Day 2: focus on childhood blinding problems including the needs of immunisation, nutrition, childhood health and eye problems. Emphasis is given to children’s needs because about 70% of the problems brought to them involve children under 10 years of age.
Day 3: discussions on cataract, trauma and other eye problems, motivation to discontinue the use of herbal medicine, and guidelines for referring patients to eye centres in time for treatment.
*VDC = Village Development Committee. This identifies political boundaries of one or two villages with a population of 3000 to 7000. VDC #50 denotes 50 Village Development Committees. There are 4000 VDCs in Nepal in 75 districts.

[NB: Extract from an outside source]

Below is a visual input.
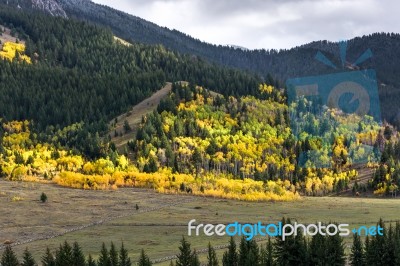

The NNJS Eye Health Education Unit has conducted traditional healers’ training in four districts: Dhading (population 278068, VDC#50)*, Nuwakot (population 245260, VDC#61) Jumla (population 75964, VDC#30) and Kalikot (population 88805, VDC#29) during 1994-1996. There is one healer among every ten houses in these communities and it is not possible to train all of them at once. Therefore, we selected the healers on the basis of their renown in the area, engagement with maximum community people and also by their area coverage; i.e., at least one from one village development committee with a population of about 5000.
Eighty-four traditional healers have already been trained in primary eye care from the above four districts.
After training, every traditional healer has been supplied with 5 tubes of tetracycline eye ointment, 50 chloramphenicol eye applicaps, 50 vitamin A capsules 200,000IU (we have recently stopped supplying vitamin A capsules as a national vitamin A programme has been launched in the country), eye health education materials, referral slips and reporting forms.
Most of the healers are illiterate. However, they get help from their children, grandchildren and even neighbours in filling the referral slips as well as reporting forms. The results of their efforts are encouraging. They have been referring cases of operable cataract, eye injuries, corneal ulcer and people with visual problems to the eye centres and eye hospitals.
Table 1 shows the results of monitoring the three month period, April – June 1995, in the Dhading and Nuwakot districts.
Table 1. Patients examined and referred, April-June 1995
|5. Refractive Error/Presbyopia||8||8||21||21|
|6. Other Causes of Red Eyes||11||9||19||11|
When the original training sessions were offered, traditional healers were suspicious as to why they had been called. By the end of the training, they understood the objectives and requested similar training in the future. We told them that refresher training could be organised once they started referring patients to the eye centres.
As promised, we organised the first refresher training course after six months and the the second after one year. The refresher training course not only reinforced the healers’ knowledge of eye care, but also strengthened the positive relationship between eye care centres and the community. The healers said that they previously saw very few eye patients. However, after they were trained, many more eye patients started coming to them to get traditional as well as medical treatment. They even demanded training certificates to show people that they are not only traditional healers but also part of the local eye care team.
The traditional healers we trained have completely changed their mode of treatment and no longer use ‘harmful’ traditional medicines in the eyes.
We look forward to providing more details about this programme, along with recommendations as to how these activities should be strengthened to reach rural traditional populations in need.
This programme is supported by the Seva Foundation, the Seva Service Society for Dhading and Nuwakot districts and by Foundation Eye Care Himalaya in the remote Jumla and Kalikot districts.
1 Brilliant G E, Pokhrel R P, Grasset N C, Brilliant E B. The Epidemiology of Blindness in Nepal. The Seva Foundation, 1988.
2 Miller C J. Faith Healers in the Himalayas. Center for Nepal and Asian Studies, Kathmandu, 1979.
3 Dahal R, Graham-Jones S, Lockett G. Traditional Healers and Primary Health Care in Nepal, 1986.